Ranea describes Laura’s case as one of facilitation and abduction by someone in her environment while Paula’s case involved grooming and online sexual blackmail, perpetrated by adults against minors: a single photo can allow extortionists to continue to press children and adolescents into handing over more sexual material to be uploaded on the internet – minors who often believe that they will be able to “manage” the situation on their own, as Paula did.

More than 725,000 complaints of online sexual abuse

“The Public Prosecutor’s Report reflects how the European Union has become the largest center for child pornography related activity in the world,” Lluís Ballester tells EL PAÍS. Online sexual abuse complaints have gone from 23,000 in 2010 to more than 725,000 in 2019. “There is also data on how many men are convicted each year for using minors for pornographic purposes,” Ballester adds; 378 in 2019; and 548 for the production, possession or distribution of such material.

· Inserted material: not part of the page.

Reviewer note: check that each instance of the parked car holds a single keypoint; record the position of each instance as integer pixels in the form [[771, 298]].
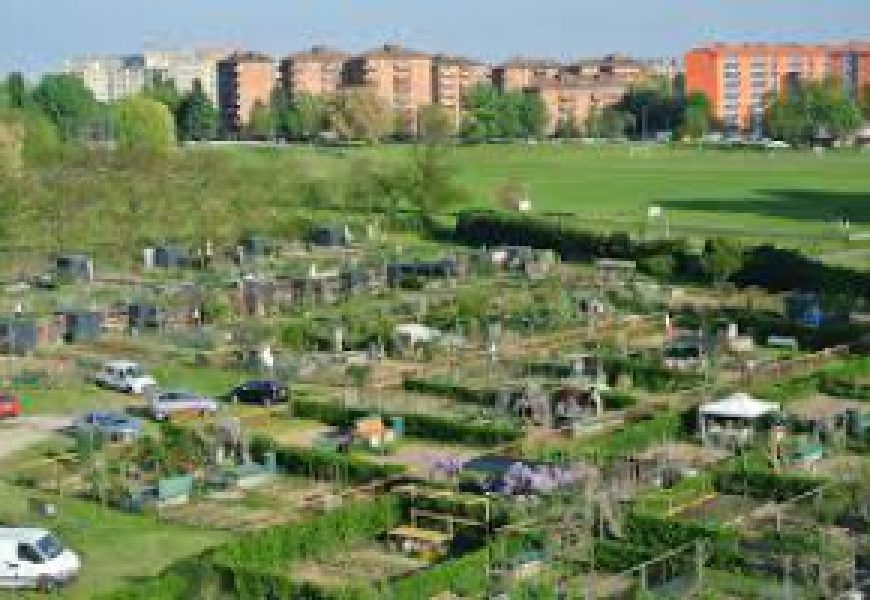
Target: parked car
[[113, 426], [34, 558], [165, 404], [10, 406], [265, 392], [124, 376]]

The Public Prosecutor’s Report also states: “Online crimes against sexual freedom and in particular those affecting minors deserve separate consideration due to their seriousness and worrying evolution. The total number of proceedings for acts of this nature committed in the digital environment amounts to 1,438, an increase of 18.45% over the 1,214 recorded in 2019.” Regarding grooming, there has been “a clear increase of more than 55% since the 225 procedures recorded in 2019, and an increase of almost 175% compared to the 127 of 2018.”

The goal: to create pornographic content for an industry that, as the series points out, generates around “€97 billion a year,” and which has been revolutionized in recent decades, moving from magazines to television to computer screens, then to the possibility of downloads and finally to the cell phone that has become a miniature mobile porn cinema with 24-hour access to clips, photos, videos and live connections. To satisfy the beast, we need “new girls, fresh meat,” as one actress explains. On the other side of the screen, “kids consume this as simple entertainment, with no idea of what’s behind it” says Lozano. Sometimes compulsively, adds Dani, who appears as a consumer of porn in the documentary: “It became a necessity,” he says. One that interfered with his life.

Making the miniseries 'pornoXploitation.'Secuoya Studios

The young people consuming porn are getting younger. “Between the ages of 14 and 20, 25% have consumed more than 1,000 hours of porn, and 12.9% of 12- to 18-year-olds watch more than 90 minutes of porn after midnight,” says Ballester. The starting age is now eight. “It is so dangerous, and one of the reasons it happens is search engines respond with porn to any search linked to sexual curiosity. Any question about sex and the internet throws up porn, with no filters. Now porn is colonizing the other two Internet underworlds for children and adolescents – social networks and video games,” Ballester adds. “We have dragged our feet on education linked to relationships and sex. Now our capacity to mitigate the impact of these film companies is negligible.”

In the documentary, Paula’s father, Pablo, wonders if he could have done anything to prevent what happened to his daughter. Ballester, who also works with the Youth and Inclusion Network, says that’s where “the five Ps” come in: Prevention – communication within the family and parental controls; protection – once it happens, give support; participation – generating social debate and talking openly about the reality of pornography; persecution – actually “the non-persecution, because it has been proven that punishment does not work while the democratic and mature relationship generates preventive effects;” and promotion – of sexual relations that are “as pleasant and as healthy as possible.”